Con misa en el campus

UDEP celebró Fiesta del beato Álvaro del Portillo

La fidelidad y prudencia, como parte del camino a la santidad, fueron destacadas por el Capellán de la Universidad de Piura, P. Ricardo González, en la fiesta del beato Álvaro del Portillo.

El 15 de mayo, fue celebrada la misa en la Ermita de Campus Piura, ante las imágenes de la Sagrada Familia que don Álvaro del Portillo, quien fuera Gran canciller de la UDEP, regaló a esta casa de estudios. La celebración fue por la fiesta del Beato, fijada en el santoral para el 12 de mayo de cada año, conmemorando el día en que recibió su Primera Comunión.

El P. Ricardo González, capellán mayor de la UDEP, invitó a todos a seguir el ejemplo de vida de don Álvaro, “fijándonos en muchos de los aspectos y valores cultivados durante la vida de quien fue el primer sucesor de san Josemaría Escrivá, especialmente su fidelidad y prudencia”. Refiriéndose a la fidelidad, señaló que un hombre fiel “es una persona leal, coherente, de palabra. Hay coincidencia entre lo que dice, lo que promete, en lo que se compromete y sus obras y su comportamiento. Habla bien de los demás, especialmente a sus espaldas. Sus palabras y sus obras son sinceras”.

San Juan Pablo II con el beato Álvaro del Portillo. (Foto: archivo Opus Dei)

“El beato Álvaro era así, fiel, de una pieza. Este hijo me descansa, diría en cierta oportunidad san Josemaría”. En otro momento de la homilía, el P. González llamó a reflexionar sobre nuestra fidelidad: Preguntémonos ¿soy un hombre o una mujer fiel?, en los distintos aspectos de mi vida, ¿los demás pueden fiarse de mí? ¿Me pueden confiar cosas, tareas, preocupaciones? Debemos cultivar y desarrollar la virtud de la fidelidad, de la coherencia, respeto a la palabra dada, al compromiso asumido. Si no, no podrán confiarme nada, no se fiarán de mí”, subrayó.

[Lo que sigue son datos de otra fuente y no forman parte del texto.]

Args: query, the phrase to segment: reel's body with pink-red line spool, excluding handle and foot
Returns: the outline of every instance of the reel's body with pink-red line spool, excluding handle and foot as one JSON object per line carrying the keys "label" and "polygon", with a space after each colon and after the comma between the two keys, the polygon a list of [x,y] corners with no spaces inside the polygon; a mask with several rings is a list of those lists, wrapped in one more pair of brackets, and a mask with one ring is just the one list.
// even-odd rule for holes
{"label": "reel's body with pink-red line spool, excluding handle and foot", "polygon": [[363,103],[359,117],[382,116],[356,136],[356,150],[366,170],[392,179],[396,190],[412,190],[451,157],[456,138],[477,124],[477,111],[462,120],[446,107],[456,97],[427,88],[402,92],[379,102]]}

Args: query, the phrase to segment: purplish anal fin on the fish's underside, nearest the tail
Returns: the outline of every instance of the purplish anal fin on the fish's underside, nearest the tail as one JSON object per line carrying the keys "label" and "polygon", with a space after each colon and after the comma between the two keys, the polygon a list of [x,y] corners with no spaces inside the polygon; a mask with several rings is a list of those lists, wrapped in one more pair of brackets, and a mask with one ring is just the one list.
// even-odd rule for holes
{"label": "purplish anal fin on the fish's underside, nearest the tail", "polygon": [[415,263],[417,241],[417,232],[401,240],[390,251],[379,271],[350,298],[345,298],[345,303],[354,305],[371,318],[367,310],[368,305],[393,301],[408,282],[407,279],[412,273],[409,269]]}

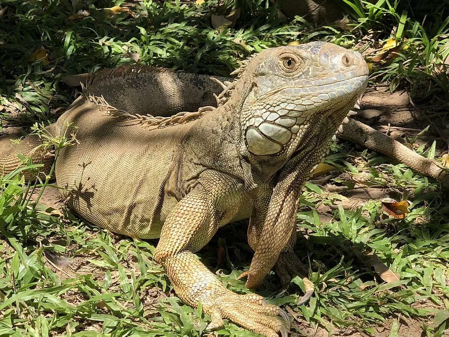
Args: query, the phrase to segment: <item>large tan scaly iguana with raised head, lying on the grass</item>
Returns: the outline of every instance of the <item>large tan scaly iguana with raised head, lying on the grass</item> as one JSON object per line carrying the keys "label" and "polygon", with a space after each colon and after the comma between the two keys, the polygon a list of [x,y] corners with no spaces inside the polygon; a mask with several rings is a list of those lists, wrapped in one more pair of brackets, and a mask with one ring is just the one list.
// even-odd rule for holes
{"label": "large tan scaly iguana with raised head, lying on the grass", "polygon": [[[204,75],[139,66],[100,72],[47,127],[55,136],[76,133],[77,143],[58,153],[56,182],[87,221],[131,237],[160,237],[154,260],[184,302],[201,303],[211,316],[208,330],[229,319],[265,336],[287,336],[284,310],[229,291],[194,252],[220,226],[250,218],[255,254],[247,287],[258,287],[276,265],[284,283],[292,274],[304,277],[300,302],[308,300],[313,285],[293,253],[300,188],[367,81],[359,53],[324,42],[256,54],[224,84],[216,109],[197,111],[214,103],[198,92],[220,91]],[[114,118],[150,113],[160,121],[180,111],[197,113],[149,128]],[[48,166],[51,158],[33,151],[39,144],[38,136],[20,144],[2,138],[0,167],[19,165],[18,152]]]}

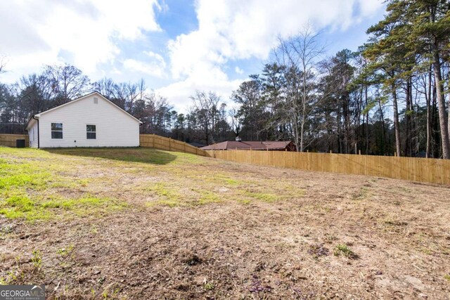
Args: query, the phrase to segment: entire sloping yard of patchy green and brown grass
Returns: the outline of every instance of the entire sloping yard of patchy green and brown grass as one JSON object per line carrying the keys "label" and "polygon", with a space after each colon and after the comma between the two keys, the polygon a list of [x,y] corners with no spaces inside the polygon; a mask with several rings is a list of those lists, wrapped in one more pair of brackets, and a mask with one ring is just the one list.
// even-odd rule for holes
{"label": "entire sloping yard of patchy green and brown grass", "polygon": [[0,148],[0,283],[49,299],[445,299],[449,200],[150,148]]}

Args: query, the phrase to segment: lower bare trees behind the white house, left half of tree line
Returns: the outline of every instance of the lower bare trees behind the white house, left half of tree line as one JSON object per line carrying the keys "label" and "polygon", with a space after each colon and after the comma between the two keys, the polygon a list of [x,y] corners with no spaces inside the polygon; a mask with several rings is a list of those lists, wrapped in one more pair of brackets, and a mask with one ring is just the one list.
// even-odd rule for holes
{"label": "lower bare trees behind the white house, left half of tree line", "polygon": [[92,91],[141,119],[141,133],[205,145],[233,138],[226,104],[217,93],[197,91],[189,112],[182,114],[143,80],[117,83],[104,78],[92,82],[72,65],[47,65],[41,73],[24,76],[15,84],[0,83],[0,133],[24,133],[32,115]]}

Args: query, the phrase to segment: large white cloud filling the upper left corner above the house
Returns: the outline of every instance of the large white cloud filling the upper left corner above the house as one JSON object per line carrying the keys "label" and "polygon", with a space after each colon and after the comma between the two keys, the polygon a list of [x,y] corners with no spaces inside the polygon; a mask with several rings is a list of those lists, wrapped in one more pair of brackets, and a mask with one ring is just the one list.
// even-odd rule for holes
{"label": "large white cloud filling the upper left corner above the house", "polygon": [[34,72],[61,56],[88,74],[120,53],[117,41],[159,31],[157,0],[0,1],[0,53],[10,77]]}

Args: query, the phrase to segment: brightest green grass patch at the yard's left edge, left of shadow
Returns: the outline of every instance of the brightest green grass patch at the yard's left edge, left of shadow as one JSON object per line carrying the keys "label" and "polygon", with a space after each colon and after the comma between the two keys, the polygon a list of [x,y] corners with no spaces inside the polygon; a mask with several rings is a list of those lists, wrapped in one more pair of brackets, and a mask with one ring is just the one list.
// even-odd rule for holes
{"label": "brightest green grass patch at the yard's left edge, left of shadow", "polygon": [[[0,148],[0,214],[35,221],[100,216],[128,206],[114,197],[81,192],[91,181],[74,177],[74,169],[91,168],[91,162],[58,156],[46,150]],[[78,196],[60,195],[62,188]]]}

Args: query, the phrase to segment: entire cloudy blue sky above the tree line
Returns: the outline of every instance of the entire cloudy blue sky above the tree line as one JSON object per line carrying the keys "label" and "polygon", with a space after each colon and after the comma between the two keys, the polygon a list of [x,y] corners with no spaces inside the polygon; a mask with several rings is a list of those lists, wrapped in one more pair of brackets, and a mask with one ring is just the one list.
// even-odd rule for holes
{"label": "entire cloudy blue sky above the tree line", "polygon": [[383,0],[0,1],[0,81],[69,63],[94,81],[143,78],[184,110],[195,89],[228,99],[277,36],[309,23],[328,55],[356,50],[383,13]]}

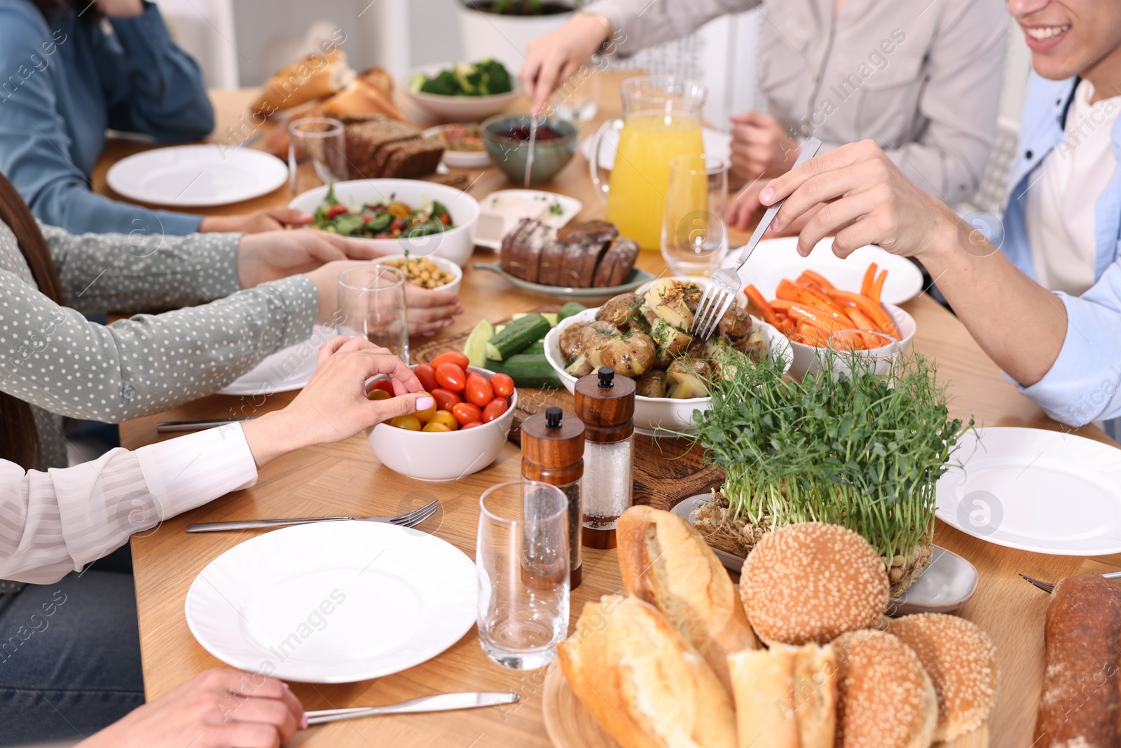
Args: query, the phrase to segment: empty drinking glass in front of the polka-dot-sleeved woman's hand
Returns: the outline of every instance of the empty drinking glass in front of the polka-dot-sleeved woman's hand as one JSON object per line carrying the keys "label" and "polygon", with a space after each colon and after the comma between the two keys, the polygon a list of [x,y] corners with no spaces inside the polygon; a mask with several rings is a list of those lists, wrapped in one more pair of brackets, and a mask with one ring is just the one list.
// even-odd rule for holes
{"label": "empty drinking glass in front of the polka-dot-sleeved woman's hand", "polygon": [[340,335],[362,335],[409,362],[409,325],[405,312],[405,276],[374,265],[339,274]]}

Con relación a la prudencia, el P. González Gatica precisó que quien es prudente sabe poner los medios adecuados para alcanzar un fin bueno. “No es temor, metas pequeñas, empequeñecimientos. Se traza metas grandes, ambiciosas y desafíos; y estudia, pondera, identifica los medios que debe poner y los aplica. El beato Álvaro era así: prudente y, por eso, magnánimo. Acometió tareas grandes, con valentía, con seriedad y estudio, no alocadamente. Se atrevió y llevó adelante el término del camino jurídico del Opus Dei en la Iglesia, e inició la labor apostólica en tantos países, en los que objetivamente había dificultades”.

Invitó también a reflexionar sobre la virtud de la prudencia en nuestras vidas, que hace que otros puedan confiarnos grandes tareas: “¿Me atrevo a plantearme metas altas: estudio, trabajo, familia, ayuda a los demás; vida cristiana, santidad personal; y apostolado? O, ¿una falsa prudencia, me llevan a la falsa humildad, a no arriesgar mucho, a tener metas pequeñas; al conformismo y al temor?

Asistieron a esta celebración autoridades académicas de la Universidad, profesores y estudiantes. El Coro Universitario de la UDEP, que dirige el maestro Arturo Hernández, acompañó la misa.